Ces résultats comparés traduisent une méfiance renouvelée vis-à-vis du jeu politique traditionnel (alternance sereine de deux grandes formations majoritaires) et, donc, une remise en cause des élites dirigeantes. Ce désaveu infligé à la classe dirigeante de la part d’une partie conséquente du corps électoral n’est pas nouveau. La proportion de suffrages exprimés en faveur de partis jugés radicaux était déjà élevée au premier tour des élections présidentielles de 1995 (un peu plus de 30%). Mais la situation est aujourd’hui politiquement installée, dans un contexte de crise avancée du capitalisme mondialisé, avec un Front national plutôt en progression au niveau des élections présidentielles (1995 => 15% ; 2002 => 16,86% ; 2007 => 10,44% ; 2012 => 17,90%).
A l’heure du consensus démocratique, nous n’avons pas affaire pas à une nouvelle contestation politique violente et frontale du régime démocratique, à la manière de ce que nous avons connu au XXème siècle, avec les périls fascistes et communistes.

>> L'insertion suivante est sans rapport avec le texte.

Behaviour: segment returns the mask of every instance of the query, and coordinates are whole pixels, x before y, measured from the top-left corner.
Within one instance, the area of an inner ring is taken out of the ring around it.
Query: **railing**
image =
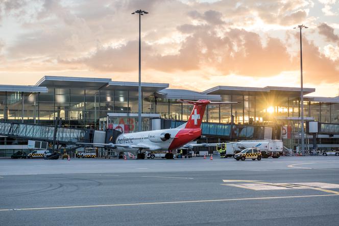
[[[52,141],[54,133],[54,127],[51,126],[0,122],[0,134],[2,135]],[[58,128],[56,140],[59,142],[71,143],[82,142],[84,139],[84,130]]]

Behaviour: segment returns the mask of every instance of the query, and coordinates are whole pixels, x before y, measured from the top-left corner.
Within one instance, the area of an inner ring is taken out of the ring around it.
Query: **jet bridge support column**
[[[58,125],[60,126],[61,124],[61,118],[58,117],[55,118],[55,123],[54,123],[54,134],[53,134],[53,152],[54,154],[55,152],[55,144],[57,140],[57,133],[58,132]]]

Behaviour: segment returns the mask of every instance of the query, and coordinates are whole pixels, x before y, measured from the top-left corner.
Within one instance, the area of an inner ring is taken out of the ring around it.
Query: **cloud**
[[[210,24],[221,24],[224,23],[224,21],[222,19],[222,13],[215,10],[208,10],[203,14],[195,10],[188,12],[188,14],[193,19],[202,19]]]
[[[328,5],[326,5],[325,7],[321,9],[321,11],[325,14],[326,16],[335,16],[338,15],[337,12],[332,11],[332,7]]]
[[[30,16],[18,21],[20,32],[6,39],[2,53],[7,61],[0,72],[117,73],[133,80],[128,76],[138,69],[138,18],[131,13],[141,8],[150,12],[142,18],[142,70],[152,71],[148,76],[154,81],[160,79],[158,73],[175,74],[176,83],[185,84],[187,74],[190,79],[198,74],[212,80],[211,73],[219,74],[219,81],[230,74],[264,80],[298,71],[299,39],[286,29],[310,18],[313,6],[310,0],[6,2],[10,4],[1,8],[11,12],[6,16],[22,10]],[[326,23],[318,29],[327,41],[338,41],[334,29]],[[337,81],[337,47],[304,42],[305,79]]]
[[[339,46],[327,45],[324,47],[324,54],[333,61],[339,60]]]
[[[319,34],[324,36],[328,41],[336,42],[339,40],[339,36],[334,34],[334,29],[325,23],[318,26]]]
[[[319,0],[320,3],[325,5],[333,5],[335,4],[336,0]]]
[[[314,42],[305,39],[303,39],[303,64],[306,82],[339,82],[339,61],[331,60],[320,52]]]

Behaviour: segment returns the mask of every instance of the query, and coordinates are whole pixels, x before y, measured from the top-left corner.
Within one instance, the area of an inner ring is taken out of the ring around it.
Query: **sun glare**
[[[274,112],[274,108],[273,107],[269,107],[267,110],[267,112],[270,114],[272,114]]]

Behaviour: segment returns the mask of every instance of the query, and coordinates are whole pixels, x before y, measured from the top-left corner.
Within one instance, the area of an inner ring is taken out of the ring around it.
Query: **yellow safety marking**
[[[241,185],[237,185],[236,184],[221,184],[220,185],[224,185],[225,186],[236,187],[237,188],[244,188],[244,187],[241,186]],[[253,188],[247,188],[248,189],[250,190],[253,190],[254,191],[257,191],[257,190],[254,189]]]
[[[163,202],[160,203],[131,203],[125,204],[108,204],[108,205],[98,205],[91,206],[63,206],[63,207],[38,207],[33,208],[21,208],[21,209],[0,209],[0,212],[11,211],[14,210],[56,210],[60,209],[76,209],[76,208],[90,208],[96,207],[125,207],[133,206],[142,206],[142,205],[165,205],[165,204],[178,204],[186,203],[212,203],[221,202],[232,202],[232,201],[241,201],[241,200],[269,200],[282,198],[310,198],[315,197],[326,197],[338,196],[339,194],[319,194],[311,195],[295,195],[289,196],[273,196],[273,197],[260,197],[256,198],[231,198],[227,199],[210,199],[210,200],[195,200],[191,201],[177,201],[177,202]]]
[[[333,194],[339,194],[339,192],[335,191],[332,191],[331,190],[324,189],[323,188],[312,188],[312,189],[317,190],[318,190],[318,191],[324,191],[325,192],[333,193]]]

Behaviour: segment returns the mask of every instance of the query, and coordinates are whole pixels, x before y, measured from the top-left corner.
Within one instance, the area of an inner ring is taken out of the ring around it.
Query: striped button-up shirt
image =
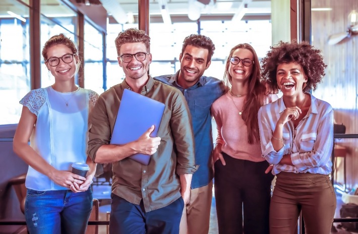
[[[274,165],[272,173],[280,171],[329,174],[333,143],[333,110],[327,102],[311,95],[311,105],[306,115],[295,128],[292,121],[283,127],[284,146],[278,152],[271,142],[277,121],[286,108],[282,98],[261,107],[258,120],[262,156]],[[290,154],[294,166],[280,164]]]

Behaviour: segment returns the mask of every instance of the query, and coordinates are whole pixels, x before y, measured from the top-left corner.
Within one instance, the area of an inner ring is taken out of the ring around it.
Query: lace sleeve
[[[88,96],[92,104],[94,105],[96,104],[97,99],[98,99],[98,94],[94,91],[88,90]]]
[[[45,101],[46,98],[43,89],[38,89],[29,92],[20,101],[20,103],[28,108],[31,113],[37,116],[40,108]]]

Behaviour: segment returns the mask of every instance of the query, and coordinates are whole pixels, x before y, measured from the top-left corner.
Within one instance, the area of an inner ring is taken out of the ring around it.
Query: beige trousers
[[[191,190],[190,199],[183,211],[179,227],[180,234],[208,234],[213,182]]]

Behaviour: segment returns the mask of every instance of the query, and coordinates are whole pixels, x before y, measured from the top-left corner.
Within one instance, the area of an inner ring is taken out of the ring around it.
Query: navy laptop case
[[[152,125],[154,125],[154,130],[150,136],[156,137],[165,107],[164,103],[125,89],[110,144],[123,145],[134,141]],[[140,153],[129,157],[144,165],[148,165],[150,160],[150,155]]]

En ce sens, la surprenante percée du Front National en 2002 débouchant sur la qualification au deuxième tour de Jean-Marie Le Pen correspondait surtout à un sulfureux désaveu adressé aux élus de la République. Les crispations à l’œuvre relèvent plutôt d’un conflit de représentations au sein même du credo démocratique contemporain. Ce conflit oppose en effet une ligne de défense de la démocratie libérale supposée menacée dans ses valeurs par des dérives démagogiques d’ordre aussi bien économique (sortie de l’euro, partage des richesses…) que culturelle (immigration, identité nationale etc.), à une revendication de démocratie qui est aussi l’une des composantes majeures des votes étiquetés populistes (« ils ne nous écoutent pas »). De sorte qu’à un vote « élitiste » (d’adhésion ou de résignation) s’oppose un vote populiste (de protestation et de contestation), l’un agissant en miroir de l’autre, avec un fossé que l’on ne voit pas se réduire au fil des années, façonnant une société de plus en plus clivée. Et ce qui me paraît à peu près certain, c’est que si les tensions nouvelles n’opposent pas un camp démocrate à des factions anti-démocrates, et que c’est bien la raison pour laquelle il n’y a pas de violence politique significative, ces tensions ont pourtant bien un rapport étroit et pour tout dire très direct à l’évolution de nos régimes démocratiques sur ces trente dernières années.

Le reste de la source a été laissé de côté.